Article 2 : Il est enjoint à l’inspecteur du travail compétent de procéder au réexamen de la demande du groupement de coopération sociale et médico-sociale L’Union Belge dans un délai de trois mois à compter de la notification du présent jugement.
Article 3 : L’Etat versera au groupement de coopération sociale et médico-sociale L’Union Belge une somme de 1 000 euros au titre de l’article L. 761-1 du code de justice administrative.
Article 4 : Le surplus des conclusions de la requête est rejeté.
Article 5 : Le présent jugement sera notifié au groupement de coopération sociale et médico-sociale L’Union Belge, au ministre du travail et des solidarités et à Mme A… B….
Copie en sera adressée au directeur régional interdépartemental de l’économie, de l’emploi, du travail et des solidarités d’Ile-de-France.

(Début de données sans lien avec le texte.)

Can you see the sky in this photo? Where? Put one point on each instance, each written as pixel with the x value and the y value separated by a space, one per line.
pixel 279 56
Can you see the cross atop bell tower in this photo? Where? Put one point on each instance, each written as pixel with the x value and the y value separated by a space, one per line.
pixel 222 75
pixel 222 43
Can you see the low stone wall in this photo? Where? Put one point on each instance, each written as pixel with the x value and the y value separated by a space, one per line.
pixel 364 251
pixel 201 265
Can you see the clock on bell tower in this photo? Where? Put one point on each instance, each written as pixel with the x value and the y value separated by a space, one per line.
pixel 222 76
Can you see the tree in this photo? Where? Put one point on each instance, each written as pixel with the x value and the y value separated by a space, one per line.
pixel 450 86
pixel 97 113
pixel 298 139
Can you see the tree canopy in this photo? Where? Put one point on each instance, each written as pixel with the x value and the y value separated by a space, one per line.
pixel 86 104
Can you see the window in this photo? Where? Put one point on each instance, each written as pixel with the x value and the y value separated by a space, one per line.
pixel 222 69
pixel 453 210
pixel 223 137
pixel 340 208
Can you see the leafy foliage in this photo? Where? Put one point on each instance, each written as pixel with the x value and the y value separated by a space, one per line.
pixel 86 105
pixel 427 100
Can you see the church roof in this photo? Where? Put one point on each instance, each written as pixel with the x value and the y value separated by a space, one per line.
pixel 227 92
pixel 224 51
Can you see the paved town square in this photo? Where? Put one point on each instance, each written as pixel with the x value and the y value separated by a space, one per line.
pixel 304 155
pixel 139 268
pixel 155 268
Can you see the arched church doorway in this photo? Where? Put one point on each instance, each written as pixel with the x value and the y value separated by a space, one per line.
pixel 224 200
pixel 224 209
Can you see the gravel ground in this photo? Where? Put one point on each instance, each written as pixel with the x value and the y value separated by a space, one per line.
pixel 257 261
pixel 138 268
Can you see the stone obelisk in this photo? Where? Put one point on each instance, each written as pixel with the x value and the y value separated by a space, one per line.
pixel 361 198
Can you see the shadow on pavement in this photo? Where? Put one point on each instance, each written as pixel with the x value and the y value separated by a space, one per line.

Délibéré après l’audience du 5 février 2026, à laquelle siégeaient :
M. Ouillon, président ;
M. Probert, premier conseiller ;
Mme Gaudemet, première conseillère.
Rendu public par mise à disposition au greffe le 19 février 2026.
La rapporteure,
signé
M. Gaudemet
Le président,
signé
S. Ouillon
La greffière,
signé
S. Nimax
La République mande et ordonne au ministre du travail et des solidarités en ce qui le concerne ou à tous commissaires de justice à ce requis en ce qui concerne les voies de droit commun contre les parties privées, de pourvoir à l’exécution de la présente décision.